Dimitri was diagnosed with depression and bipolar disorder when he was in his 40s, although he thought signs of the conditions dated to his childhood. He wrote about his experiences in essays such as “Surviving Depression and Bipolar Disorder” and “A Primer on Depression and Bipolar Disorder” in 2002. He was determined to be open about his conditions in the hopes that it would lessen the stigma of mental illness. And, indeed, these essays have had as profound an impact as his professional textbooks and articles. A former student, feeling that Dimitri played an extremely important part in his own wellbeing, especially at the time when he was a student, placed Dimitri's writings on bipolar disorder on an online blog, HealthyPlace, a website for the Bipolar Disorder Community, ensuring open access to all.

Dimitri was invited to attend Quaker Meeting by a friend when he was working at the University of Colorado and the National Center for Atmospheric Research. He became a member of Boulder Friends Meeting in 1977. In 1986, the depressive side of his bipolar condition began to get the better of him, and he struggled with suicidal ideas. Medication, psychiatry and the outpouring of friendship and spiritual support from the Boulder Friends community carried him through, and he discovered that, in his words, “It is in the deepest darkness that one can most easily see light, God's Light, your Inner Light. I was led to the amazing conclusion that the dark journey is not a test, a trial, or a punishment, it is a gift!”

In 1996, Dimitri wrote a pamphlet, published by Pendle Hill, titled, Depression and Spiritual Growth. Its purpose, in Dimitri’s words, “is to describe the transition a depression victim can take from despair to a grounded place for spiritual growth”. In it, Dimitri offered details of his own journey and asserted that the path to healing and wholeness is possible by embracing God’s gift of Grace. He also placed great importance on the role of Quaker Meeting as a source of spiritual and practical support.

Dimitri spent several years attending Urbana-Champaign Friends Meeting in the mid-nineties, before returning to Boulder. He moved to Los Alamos in the late nineties and began attending Santa Fe Friends Meeting, transferring his membership there in 2012. Although he attended Meeting irregularly, Dimitri is remembered by Santa Fe Friends with fondness and appreciation. They are grateful for his eloquent and profound messages about coping with mental illness, which were comforting to those who found themselves in situations with similar challenges.

Friends from Boulder and Urbana Friends Meetings were similarly moved, and deeply affected by Dimitir’s writings and honesty about mental illness. One Friend remembers that Dimitri always appreciated Quakers’ inclusivity and insistence on personal experience as testimony. For Friends who knew him as a member of their Meetings, Dimitri remains an inspiration: a brilliant scientist who shared, with joy and honesty, his own dark journey through depression, which led him to seek out a spiritual path. His life is an affirmation of our oneness in our search for wholeness. He reminds us that “we all have broken places; places through which Grace and Light and Life itself can penetrate our souls, places through which we can reach out from the prisons of our lives to touch one another and touch God.”

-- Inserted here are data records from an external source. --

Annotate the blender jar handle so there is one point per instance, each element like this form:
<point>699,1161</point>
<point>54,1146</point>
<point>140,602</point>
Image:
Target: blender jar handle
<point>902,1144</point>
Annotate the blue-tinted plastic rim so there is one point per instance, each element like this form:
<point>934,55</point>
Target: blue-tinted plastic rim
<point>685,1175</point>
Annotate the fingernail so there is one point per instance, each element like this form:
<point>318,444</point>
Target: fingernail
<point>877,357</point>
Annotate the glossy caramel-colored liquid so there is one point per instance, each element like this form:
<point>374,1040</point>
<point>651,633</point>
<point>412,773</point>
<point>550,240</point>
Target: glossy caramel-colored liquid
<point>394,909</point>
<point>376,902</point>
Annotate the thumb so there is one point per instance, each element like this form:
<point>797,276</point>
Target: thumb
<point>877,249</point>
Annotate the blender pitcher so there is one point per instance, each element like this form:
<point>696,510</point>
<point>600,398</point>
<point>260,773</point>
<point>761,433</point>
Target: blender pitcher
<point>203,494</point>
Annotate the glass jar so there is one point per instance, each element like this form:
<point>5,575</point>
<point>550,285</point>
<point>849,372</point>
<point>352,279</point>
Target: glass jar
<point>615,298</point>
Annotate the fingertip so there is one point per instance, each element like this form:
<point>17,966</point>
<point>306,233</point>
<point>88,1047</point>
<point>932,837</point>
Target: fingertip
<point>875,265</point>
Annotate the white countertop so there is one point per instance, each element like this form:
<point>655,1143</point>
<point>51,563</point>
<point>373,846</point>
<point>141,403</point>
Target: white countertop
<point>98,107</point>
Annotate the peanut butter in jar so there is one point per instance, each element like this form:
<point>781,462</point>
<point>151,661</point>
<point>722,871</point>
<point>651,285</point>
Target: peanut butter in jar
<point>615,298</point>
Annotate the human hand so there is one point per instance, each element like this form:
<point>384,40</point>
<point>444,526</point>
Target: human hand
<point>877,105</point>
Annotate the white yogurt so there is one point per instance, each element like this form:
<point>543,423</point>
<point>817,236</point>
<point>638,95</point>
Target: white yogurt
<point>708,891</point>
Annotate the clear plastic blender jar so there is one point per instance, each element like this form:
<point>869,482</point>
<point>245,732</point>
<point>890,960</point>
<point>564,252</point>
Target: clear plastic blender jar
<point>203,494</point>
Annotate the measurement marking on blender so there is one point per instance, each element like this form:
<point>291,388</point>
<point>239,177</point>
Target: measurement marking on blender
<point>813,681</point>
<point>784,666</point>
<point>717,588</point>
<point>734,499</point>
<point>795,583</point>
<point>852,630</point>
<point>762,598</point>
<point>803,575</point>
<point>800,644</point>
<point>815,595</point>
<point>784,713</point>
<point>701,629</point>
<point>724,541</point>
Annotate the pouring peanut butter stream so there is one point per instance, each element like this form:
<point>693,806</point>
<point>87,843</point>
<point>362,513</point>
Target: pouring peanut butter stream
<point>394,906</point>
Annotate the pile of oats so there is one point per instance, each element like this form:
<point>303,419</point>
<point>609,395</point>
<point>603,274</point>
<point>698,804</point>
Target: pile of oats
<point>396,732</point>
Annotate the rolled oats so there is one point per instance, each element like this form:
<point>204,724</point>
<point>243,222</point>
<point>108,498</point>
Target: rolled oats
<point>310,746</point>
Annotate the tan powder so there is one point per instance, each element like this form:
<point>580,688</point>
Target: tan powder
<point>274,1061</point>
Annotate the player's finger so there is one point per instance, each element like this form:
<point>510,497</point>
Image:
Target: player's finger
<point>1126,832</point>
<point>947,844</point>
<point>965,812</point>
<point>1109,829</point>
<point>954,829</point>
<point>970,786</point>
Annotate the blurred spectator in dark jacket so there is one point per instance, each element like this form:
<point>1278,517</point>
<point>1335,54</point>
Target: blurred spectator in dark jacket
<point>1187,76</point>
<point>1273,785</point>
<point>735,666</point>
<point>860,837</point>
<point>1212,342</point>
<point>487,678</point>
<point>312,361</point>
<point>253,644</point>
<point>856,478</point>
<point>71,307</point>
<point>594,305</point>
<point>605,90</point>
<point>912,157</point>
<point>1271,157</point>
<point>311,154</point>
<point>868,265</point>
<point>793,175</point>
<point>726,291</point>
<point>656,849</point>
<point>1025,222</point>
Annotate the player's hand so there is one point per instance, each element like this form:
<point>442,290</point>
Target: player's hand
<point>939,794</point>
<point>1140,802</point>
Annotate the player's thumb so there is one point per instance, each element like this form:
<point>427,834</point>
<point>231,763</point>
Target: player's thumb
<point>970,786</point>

Dimitri began working at the Los Alamos National Laboratory in the late nineteen-nineties. In accordance with his Quaker beliefs, he refused any work related to nuclear weapons development. He retired from his position as Laboratory Fellow in the Applied Physics department in 2011. Throughout his long career, he gave generously of himself to all with whom he interacted. As an advisor, role model, confidant, and friend, he saw each person as an individual, acknowledging strengths, helping overcome weaknesses, giving encouragement, and enthusiastically praising their success. He touched the lives and careers of many students, colleagues and friends and has left a lasting legacy to be cherished by all who knew him. He is survived by his wife, Anke Mihalas, his daughter, Alexandra and his son, Michael.